Even that, though, wasn’t enough to satisfy some of the notoriously lofty demands around the program. Though Baughn and Moore offered no specific reasons for Yarbray’s contract not being renewed, they expressed gratitude for his service, the duration of which falls roughly in line with his three most immediate predecessors.

“Larry Yarbray spent a significant number of years coaching basketball here at Chester, and I applaud that,” Baughn said. “We thank him. … Nine years is a very, very, very good amount of time as a basketball coach in Chester. We’re appreciative of his service.”

Baughn offered no comment on protests orchestrated in recent weeks by Dr. Horace Strand for more information regarding Yarbray’s dismissal. Instead of harping on the past, he and Moore chose to focus on the future of how Taylor would be evaluated in his job.

One job that Moore said is vital for Taylor dovetails with his position in the community and in the school: The need to engage Chester youth to ward off outside intrusions from private schools seeking to poach talent reared in what Moore regards as “Mecca” for Southeastern PA hoops. Derrick Jones Jr., of the Phoenix Suns by way of Archbishop Carroll, is but one recent leading example.
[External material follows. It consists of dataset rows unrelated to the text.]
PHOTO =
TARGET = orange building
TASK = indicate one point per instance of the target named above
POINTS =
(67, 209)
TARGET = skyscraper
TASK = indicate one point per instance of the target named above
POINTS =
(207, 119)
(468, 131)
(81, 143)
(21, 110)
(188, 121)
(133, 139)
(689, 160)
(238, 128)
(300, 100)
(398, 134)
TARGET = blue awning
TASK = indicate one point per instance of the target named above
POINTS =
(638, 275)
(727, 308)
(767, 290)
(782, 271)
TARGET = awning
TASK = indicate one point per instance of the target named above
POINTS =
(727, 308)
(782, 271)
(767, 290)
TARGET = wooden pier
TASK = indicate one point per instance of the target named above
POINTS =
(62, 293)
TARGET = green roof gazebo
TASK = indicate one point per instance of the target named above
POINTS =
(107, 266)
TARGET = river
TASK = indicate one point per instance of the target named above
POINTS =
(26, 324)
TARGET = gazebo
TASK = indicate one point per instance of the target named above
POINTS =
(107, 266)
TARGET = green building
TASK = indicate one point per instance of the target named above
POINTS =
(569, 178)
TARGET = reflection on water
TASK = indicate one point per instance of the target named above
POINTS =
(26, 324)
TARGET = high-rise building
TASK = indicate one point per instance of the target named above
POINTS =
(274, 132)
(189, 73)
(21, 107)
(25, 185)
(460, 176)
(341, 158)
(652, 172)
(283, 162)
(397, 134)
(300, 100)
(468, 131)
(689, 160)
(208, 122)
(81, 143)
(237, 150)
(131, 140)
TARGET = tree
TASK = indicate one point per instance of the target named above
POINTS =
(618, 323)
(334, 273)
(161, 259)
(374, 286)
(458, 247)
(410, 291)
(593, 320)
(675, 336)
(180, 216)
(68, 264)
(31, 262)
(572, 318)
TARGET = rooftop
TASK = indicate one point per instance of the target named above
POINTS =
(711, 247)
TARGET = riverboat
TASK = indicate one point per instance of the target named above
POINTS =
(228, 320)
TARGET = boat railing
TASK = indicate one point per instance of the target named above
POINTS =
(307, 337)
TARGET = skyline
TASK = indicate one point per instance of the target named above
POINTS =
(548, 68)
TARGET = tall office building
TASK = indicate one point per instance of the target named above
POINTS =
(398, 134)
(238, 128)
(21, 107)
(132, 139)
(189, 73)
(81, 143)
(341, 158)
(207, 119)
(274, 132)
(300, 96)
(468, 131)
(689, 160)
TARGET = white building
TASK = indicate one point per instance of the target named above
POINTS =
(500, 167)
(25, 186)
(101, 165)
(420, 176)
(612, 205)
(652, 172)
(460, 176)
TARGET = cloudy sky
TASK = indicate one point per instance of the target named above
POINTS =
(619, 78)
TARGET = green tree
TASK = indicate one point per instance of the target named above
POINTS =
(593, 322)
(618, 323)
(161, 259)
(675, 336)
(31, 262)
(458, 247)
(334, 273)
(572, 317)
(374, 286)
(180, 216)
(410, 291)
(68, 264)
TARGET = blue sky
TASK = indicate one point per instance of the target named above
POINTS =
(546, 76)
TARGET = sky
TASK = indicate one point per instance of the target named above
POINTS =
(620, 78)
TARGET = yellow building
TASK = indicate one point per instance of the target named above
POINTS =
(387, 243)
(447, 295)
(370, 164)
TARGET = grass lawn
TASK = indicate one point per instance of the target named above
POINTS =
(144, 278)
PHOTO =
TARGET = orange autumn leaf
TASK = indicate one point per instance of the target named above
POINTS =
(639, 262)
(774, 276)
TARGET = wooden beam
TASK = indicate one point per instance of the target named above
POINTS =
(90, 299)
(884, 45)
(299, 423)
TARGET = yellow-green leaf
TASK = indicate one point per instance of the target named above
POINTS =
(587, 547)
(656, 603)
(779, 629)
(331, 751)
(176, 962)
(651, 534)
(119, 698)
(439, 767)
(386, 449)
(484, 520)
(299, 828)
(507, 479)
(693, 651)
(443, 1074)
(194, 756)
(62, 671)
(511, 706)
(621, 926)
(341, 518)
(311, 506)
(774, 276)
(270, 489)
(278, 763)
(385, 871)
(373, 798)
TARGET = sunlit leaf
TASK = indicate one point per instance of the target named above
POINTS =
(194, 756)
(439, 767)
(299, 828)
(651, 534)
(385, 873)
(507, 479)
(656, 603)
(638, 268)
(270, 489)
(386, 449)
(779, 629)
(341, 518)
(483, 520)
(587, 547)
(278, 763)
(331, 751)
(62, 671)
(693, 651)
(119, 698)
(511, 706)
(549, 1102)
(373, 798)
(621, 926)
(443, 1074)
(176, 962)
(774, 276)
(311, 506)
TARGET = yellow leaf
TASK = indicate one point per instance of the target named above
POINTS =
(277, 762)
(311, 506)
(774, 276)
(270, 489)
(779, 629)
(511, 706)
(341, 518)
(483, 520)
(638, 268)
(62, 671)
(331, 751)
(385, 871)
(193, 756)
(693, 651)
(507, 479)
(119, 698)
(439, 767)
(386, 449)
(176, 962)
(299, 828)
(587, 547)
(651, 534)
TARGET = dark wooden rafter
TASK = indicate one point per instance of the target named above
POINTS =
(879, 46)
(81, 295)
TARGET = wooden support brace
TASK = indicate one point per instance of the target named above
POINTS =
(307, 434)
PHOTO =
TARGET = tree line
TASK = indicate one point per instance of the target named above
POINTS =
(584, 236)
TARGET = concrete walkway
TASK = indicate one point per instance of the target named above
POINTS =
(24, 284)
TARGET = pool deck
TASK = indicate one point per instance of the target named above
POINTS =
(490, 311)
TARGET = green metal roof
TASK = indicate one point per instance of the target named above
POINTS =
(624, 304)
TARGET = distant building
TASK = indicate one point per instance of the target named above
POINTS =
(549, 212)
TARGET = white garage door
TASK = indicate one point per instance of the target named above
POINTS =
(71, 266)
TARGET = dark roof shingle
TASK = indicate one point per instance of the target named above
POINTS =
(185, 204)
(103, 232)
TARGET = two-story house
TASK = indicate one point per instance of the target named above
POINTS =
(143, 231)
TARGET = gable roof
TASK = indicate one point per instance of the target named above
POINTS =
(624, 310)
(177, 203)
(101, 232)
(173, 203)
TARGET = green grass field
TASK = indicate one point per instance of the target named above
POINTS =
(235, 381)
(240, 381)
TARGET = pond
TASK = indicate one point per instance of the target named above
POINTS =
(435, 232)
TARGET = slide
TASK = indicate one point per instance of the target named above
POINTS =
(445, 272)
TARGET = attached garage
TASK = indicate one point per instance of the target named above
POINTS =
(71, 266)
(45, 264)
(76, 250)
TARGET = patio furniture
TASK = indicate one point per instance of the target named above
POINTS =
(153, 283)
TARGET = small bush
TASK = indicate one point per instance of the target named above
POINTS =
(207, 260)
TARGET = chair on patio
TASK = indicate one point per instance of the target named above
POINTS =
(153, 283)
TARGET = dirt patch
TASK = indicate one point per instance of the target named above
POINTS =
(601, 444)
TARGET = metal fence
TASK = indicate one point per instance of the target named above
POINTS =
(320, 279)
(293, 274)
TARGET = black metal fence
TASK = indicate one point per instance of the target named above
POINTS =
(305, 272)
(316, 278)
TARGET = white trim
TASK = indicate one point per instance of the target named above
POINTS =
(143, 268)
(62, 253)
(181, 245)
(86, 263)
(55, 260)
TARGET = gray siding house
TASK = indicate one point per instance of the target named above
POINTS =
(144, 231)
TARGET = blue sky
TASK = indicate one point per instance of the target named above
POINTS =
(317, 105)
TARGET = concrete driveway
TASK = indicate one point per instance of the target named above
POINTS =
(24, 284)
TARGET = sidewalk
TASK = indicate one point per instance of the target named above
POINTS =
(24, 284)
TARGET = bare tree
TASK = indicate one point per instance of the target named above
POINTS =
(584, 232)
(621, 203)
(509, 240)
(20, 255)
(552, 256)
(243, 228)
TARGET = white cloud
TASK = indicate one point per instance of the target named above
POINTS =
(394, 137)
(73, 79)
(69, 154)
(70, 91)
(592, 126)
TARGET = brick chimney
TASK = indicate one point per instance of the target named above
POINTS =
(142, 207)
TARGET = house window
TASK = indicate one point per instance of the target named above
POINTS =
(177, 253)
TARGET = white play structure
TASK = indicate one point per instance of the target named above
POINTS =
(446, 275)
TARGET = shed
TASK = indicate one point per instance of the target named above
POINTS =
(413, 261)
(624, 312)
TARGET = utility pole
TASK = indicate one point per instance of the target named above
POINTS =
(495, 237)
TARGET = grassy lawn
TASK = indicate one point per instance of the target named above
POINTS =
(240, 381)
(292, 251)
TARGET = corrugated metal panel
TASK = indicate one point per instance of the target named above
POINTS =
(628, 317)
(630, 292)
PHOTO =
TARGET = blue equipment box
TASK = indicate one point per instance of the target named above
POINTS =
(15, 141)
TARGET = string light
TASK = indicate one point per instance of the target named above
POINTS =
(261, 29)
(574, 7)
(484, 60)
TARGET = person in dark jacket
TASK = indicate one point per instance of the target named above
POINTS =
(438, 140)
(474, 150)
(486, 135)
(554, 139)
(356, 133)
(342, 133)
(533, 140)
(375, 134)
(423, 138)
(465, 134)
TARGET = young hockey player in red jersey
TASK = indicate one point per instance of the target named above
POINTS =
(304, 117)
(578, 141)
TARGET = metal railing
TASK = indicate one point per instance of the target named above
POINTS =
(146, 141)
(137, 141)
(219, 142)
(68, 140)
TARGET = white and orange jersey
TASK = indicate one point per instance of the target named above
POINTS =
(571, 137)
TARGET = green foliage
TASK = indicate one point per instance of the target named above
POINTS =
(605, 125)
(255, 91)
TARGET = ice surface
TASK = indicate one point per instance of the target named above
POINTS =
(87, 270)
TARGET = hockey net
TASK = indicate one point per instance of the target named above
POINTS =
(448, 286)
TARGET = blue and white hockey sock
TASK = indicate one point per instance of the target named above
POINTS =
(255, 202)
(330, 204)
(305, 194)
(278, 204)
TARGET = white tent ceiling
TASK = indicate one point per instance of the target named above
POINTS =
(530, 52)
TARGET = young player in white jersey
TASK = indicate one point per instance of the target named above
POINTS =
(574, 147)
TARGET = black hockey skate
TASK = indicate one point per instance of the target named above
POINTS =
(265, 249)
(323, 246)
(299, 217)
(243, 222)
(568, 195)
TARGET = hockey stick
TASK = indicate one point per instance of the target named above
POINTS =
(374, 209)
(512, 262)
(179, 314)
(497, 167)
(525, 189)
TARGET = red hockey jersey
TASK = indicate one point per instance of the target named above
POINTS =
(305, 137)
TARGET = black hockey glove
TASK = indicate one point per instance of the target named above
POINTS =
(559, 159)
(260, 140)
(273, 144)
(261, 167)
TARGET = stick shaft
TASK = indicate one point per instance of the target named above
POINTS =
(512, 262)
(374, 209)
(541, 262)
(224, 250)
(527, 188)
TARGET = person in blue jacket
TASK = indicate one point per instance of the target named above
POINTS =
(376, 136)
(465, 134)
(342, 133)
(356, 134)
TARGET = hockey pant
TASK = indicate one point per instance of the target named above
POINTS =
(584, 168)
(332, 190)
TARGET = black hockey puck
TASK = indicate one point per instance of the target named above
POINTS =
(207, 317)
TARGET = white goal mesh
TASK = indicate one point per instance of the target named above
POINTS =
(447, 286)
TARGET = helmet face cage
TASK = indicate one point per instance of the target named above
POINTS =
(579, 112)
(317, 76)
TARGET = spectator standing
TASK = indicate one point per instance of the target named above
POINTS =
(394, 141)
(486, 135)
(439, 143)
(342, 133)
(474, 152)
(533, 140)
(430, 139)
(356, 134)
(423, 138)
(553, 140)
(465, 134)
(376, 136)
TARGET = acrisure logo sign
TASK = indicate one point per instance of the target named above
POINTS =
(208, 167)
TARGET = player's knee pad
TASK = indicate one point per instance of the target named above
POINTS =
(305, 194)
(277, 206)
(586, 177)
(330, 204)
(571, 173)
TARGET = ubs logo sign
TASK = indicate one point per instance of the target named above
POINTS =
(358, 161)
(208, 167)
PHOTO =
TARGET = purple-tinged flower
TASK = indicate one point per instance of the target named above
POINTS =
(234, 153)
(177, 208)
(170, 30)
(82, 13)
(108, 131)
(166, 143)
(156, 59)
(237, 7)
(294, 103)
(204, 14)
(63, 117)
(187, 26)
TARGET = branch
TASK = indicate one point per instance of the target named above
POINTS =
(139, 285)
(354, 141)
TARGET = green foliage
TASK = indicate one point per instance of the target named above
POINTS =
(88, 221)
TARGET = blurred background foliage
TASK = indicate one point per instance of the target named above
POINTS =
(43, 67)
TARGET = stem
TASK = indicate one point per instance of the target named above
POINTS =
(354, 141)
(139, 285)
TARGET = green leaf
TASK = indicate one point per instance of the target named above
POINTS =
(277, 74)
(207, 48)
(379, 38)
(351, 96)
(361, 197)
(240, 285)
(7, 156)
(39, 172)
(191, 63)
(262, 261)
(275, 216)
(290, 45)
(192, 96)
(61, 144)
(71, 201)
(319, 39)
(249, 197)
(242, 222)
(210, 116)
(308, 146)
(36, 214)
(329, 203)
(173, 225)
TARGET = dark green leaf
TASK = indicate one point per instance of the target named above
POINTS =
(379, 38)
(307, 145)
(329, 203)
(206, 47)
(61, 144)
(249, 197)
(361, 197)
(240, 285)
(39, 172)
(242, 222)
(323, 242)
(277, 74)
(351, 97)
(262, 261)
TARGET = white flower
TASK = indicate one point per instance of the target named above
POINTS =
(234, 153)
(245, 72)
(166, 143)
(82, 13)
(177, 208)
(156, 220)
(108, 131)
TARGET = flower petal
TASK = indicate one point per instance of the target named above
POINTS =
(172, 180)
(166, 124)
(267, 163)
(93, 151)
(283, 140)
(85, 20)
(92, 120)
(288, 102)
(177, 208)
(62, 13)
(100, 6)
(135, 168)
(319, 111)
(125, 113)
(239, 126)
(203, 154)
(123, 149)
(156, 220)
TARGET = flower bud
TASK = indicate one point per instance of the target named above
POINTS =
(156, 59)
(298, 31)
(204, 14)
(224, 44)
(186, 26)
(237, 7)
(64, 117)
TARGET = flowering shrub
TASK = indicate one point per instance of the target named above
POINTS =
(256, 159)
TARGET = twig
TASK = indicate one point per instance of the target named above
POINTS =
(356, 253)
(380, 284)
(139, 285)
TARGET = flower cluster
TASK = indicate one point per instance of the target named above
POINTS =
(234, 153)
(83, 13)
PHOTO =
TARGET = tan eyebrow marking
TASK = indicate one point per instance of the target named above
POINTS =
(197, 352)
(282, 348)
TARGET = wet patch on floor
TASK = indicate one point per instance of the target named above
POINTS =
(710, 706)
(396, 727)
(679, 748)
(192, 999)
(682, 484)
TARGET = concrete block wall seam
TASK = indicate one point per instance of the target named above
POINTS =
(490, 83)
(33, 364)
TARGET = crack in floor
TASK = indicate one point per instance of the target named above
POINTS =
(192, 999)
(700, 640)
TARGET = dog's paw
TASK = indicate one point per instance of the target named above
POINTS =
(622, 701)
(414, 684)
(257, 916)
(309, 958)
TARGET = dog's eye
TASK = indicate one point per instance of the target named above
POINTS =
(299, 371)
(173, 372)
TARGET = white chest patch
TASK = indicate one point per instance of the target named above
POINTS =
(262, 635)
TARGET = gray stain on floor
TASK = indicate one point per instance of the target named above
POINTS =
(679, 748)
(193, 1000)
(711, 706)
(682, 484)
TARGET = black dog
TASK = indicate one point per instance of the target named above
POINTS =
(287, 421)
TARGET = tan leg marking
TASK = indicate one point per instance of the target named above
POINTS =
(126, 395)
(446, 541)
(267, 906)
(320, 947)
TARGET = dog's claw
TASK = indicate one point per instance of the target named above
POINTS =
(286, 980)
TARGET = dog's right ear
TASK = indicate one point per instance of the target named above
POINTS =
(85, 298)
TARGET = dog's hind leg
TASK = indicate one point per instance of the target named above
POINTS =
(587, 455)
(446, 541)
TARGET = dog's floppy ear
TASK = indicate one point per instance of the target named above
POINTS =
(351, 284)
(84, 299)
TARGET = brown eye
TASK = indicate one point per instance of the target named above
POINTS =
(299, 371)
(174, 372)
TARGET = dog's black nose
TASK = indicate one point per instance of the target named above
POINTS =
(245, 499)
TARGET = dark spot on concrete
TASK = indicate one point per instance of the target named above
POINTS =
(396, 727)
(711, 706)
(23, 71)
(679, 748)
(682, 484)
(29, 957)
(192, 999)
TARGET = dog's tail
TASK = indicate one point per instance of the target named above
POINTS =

“The difference now is that we’ve got to be in the gyms,” Moore said. “No longer do you have the kid growing up on Kerlin Street saying, ‘I’m putting on the Orange and Black right away.’ They’re growing up, they’re going to Biddy (League) and they may want that, but when you have a coach say (something like a private school), they’re doing that. They’re in our gyms, they’re in our community centers, so now we have to have the same presence as a coach.

“We can’t just expect kids to come here to Chester High School. That’s no longer the case anymore. So when you say recruit, we have to recruit our own guys to stay in, because that’s what the outside coaches are doing.”

That evolving dynamic also fundamentally alters the expectations. When Baughn was on the Clippers’ bench, he didn’t have the encroaching worry of private and Catholic League schools constantly at his doorstep as much as other public schools in Delco who were an address change away from acquiring a star player. The ability of Class 5A teams like Carroll and Archbishop Wood to draw players from all over Southeastern Pennsylvania enhances their ability to compete for state titles, a luxury Chester is denied.

Taylor’s familiarity with Chester means that us-against-the-world proposition also isn’t novel. But it’s an exhilarating prospect for a new coach to rally his team around, one that has always heightened the sweetness of Chester’s myriad triumphs to a degree unmatched in the state.

“That’s the beauty of it,” Taylor said. “All of our success has come with kids from the city of Chester, instead of from the outside. Right here in the city of Chester, there’s a lot of talent. And every year, we come out and win. Yeah you’ll have down years, but still in the end, we’ve exceeded all expectations with the kids from our city.”